ABD’li yetkililer uzun zamandan beri Çin’in DF-5’lere çoklu savaş başlığı yerleştireceğini tahmin etmekteydi. Benim düşünceme göre çoklu savaş başlıklarının yerleştirilmesinin sebebi, DF-5’lerde bulunan 1970’lerin eski savaş başlıklarını daha çağdaş bir şeyle değiştirme isteğidir. Muhtemelen bu karar çok önceden alınmış ve Pekin’in bunu gerçekleştirmesi uzun bir zaman almıştır.
Çin, nükleer donanımlı balistik silahlar kapsamında oldukça küçük bir potansiyele sahiptir. Bu silahlar, sıvı yakıtlı ve katı yakıtlı olmak üzere iki füze serisi halinde tanımlanabilir. 1960’ların başlarından itibaren Çin, sıvı yakıtlı balistik bir füze olan Dongfeng (DF) serisini-[DF-2, DF-3, DF-4 ve DF-5]- geliştirmeye başlamıştır. Sıvı yakıt, enerjisi oldukça yüksek olmasına (bu füzenin gerçekten uzak mesafelere gönderilebilmesi demektir) rağmen aynı zamanda kimyasal olarak çok aşındırıcı bir etkiye sahip olduğu için, füzeye yakıtın kalkıştan hemen önce koyulması gerekir.
Buradaki sorun son derece açıktır; ABD Hava Kuvvetleri olanca gücüyle sizi öldürmeye çalışırken arabanızı durdurup benzin almak zorunda kaldığınızı düşünün.
Çin, 1980’lerin ortalarından itibaren sıvı yakıtlıların yerine katı yakıtlı füze serilerini-[DF-21, DF-31, DF-31A ve zaman içinde DF-41] geliştirmeye başladı. Katı yakıt daha kararlı ve daha kolay taşınabilir olması nedeniyle avantajlıdır. Dezavantajı ise bu tür füzenin yapımının daha zor olması ve katı yakıtın sıvı yakıta göre daha az enerji sağlamasıdır.
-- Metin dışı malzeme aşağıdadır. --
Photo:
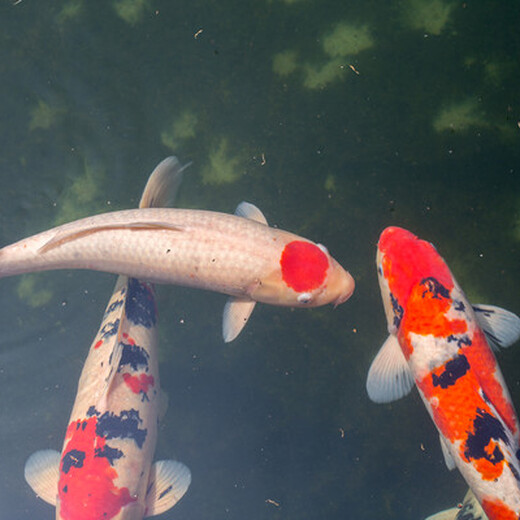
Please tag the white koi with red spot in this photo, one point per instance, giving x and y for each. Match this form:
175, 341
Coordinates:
238, 255
439, 342
105, 468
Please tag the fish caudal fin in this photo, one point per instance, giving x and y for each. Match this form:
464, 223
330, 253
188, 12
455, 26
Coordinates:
163, 184
169, 481
42, 472
470, 510
501, 327
236, 314
389, 377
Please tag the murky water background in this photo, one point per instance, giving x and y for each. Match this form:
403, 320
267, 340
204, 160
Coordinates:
336, 119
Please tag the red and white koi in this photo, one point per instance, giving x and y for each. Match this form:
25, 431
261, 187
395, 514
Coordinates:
438, 341
105, 468
238, 255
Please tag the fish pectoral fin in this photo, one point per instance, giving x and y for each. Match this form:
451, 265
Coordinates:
169, 481
236, 315
448, 459
447, 514
389, 377
163, 184
42, 472
64, 237
501, 327
250, 211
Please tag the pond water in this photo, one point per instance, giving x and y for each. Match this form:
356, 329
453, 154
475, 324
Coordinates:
337, 119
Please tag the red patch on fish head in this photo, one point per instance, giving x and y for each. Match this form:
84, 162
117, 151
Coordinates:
304, 265
406, 260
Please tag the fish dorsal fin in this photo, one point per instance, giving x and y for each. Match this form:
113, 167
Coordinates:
501, 327
163, 184
42, 472
448, 459
250, 211
389, 377
169, 481
236, 314
64, 237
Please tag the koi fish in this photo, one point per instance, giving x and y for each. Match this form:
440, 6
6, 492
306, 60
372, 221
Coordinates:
105, 468
470, 509
440, 342
238, 255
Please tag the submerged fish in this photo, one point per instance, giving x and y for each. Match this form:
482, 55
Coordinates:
105, 468
238, 255
438, 341
470, 509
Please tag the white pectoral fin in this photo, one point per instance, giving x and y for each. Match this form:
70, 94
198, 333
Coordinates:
236, 314
448, 459
163, 184
42, 472
169, 481
250, 211
501, 327
389, 377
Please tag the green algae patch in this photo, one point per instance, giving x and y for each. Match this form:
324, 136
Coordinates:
285, 63
460, 117
430, 16
320, 77
181, 130
44, 116
347, 39
131, 11
222, 167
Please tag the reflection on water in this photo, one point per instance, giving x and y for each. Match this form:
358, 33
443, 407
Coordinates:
336, 120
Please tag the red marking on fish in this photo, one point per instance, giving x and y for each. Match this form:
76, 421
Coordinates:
139, 383
87, 491
454, 368
304, 265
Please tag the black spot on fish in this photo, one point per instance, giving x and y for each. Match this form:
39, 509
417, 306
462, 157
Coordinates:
398, 311
123, 426
460, 340
486, 427
134, 356
73, 458
140, 304
113, 306
435, 288
109, 453
453, 370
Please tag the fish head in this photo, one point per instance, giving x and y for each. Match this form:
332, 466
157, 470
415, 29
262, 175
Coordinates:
404, 261
308, 277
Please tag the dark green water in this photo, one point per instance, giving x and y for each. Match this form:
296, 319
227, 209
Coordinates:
416, 124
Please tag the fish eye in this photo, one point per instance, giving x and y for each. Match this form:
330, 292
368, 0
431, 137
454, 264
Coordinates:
304, 298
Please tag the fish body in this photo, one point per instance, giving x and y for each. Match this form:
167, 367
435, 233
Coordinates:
105, 470
437, 341
238, 255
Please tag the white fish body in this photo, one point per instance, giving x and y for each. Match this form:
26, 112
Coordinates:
238, 255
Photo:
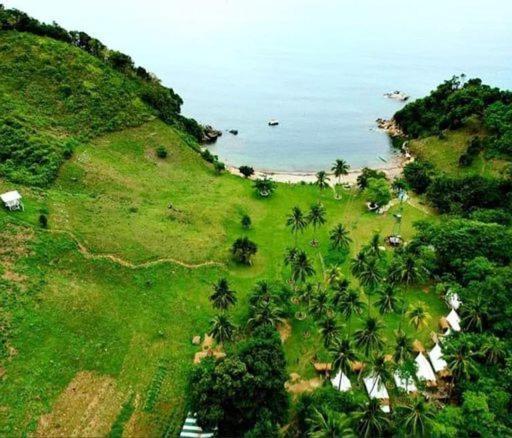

Çin, ilk seri sıvı yakıtlı füzelerin yerine tam anlamıyla ikinci seri katı yakıtlı olanları halen ikame etmiş değildir. Çin’in, Amerika’nın her tarafına ulaşabilecek tek füzesi DF-5’tir ve bunlardan elinde 18 tane bulunmaktadır. Bu silahların ilk bölümü 1980 sonları ile 1990 başlarında geliştirilmiş ve 2000 ortalarında yerini daha modern bir versiyona bırakmıştır.
Çin, DF-31A’nın ikinci serisinde yer alan kıtalararası balistik füzelerle (ICBM), Amerika’da bulunan çoğu hedefe erişim imkanına sahiptir, ancak Amerika’nın ne kadarına erişir, emin değilim.
Çin DF-41 olarak tanımlanmış yeni bir füze geliştirmekte ve bu sayede hedefe erişim sorununu ortadan kaldırmaktadır. Yakın zamanda yapılan bir değerlendirmede (3) Çin’in elindeki DF-31A füze sayısının oldukça az ve 15 kadar olduğu ifade edilmiştir. Eğer bunlara Alaska ve Hawaii’yi tehdit edebilecek DF-4 ve DF-31’leri ilave edecek olursak her biri tek savaş başlığına sahip 50-60 ICBM var demektir.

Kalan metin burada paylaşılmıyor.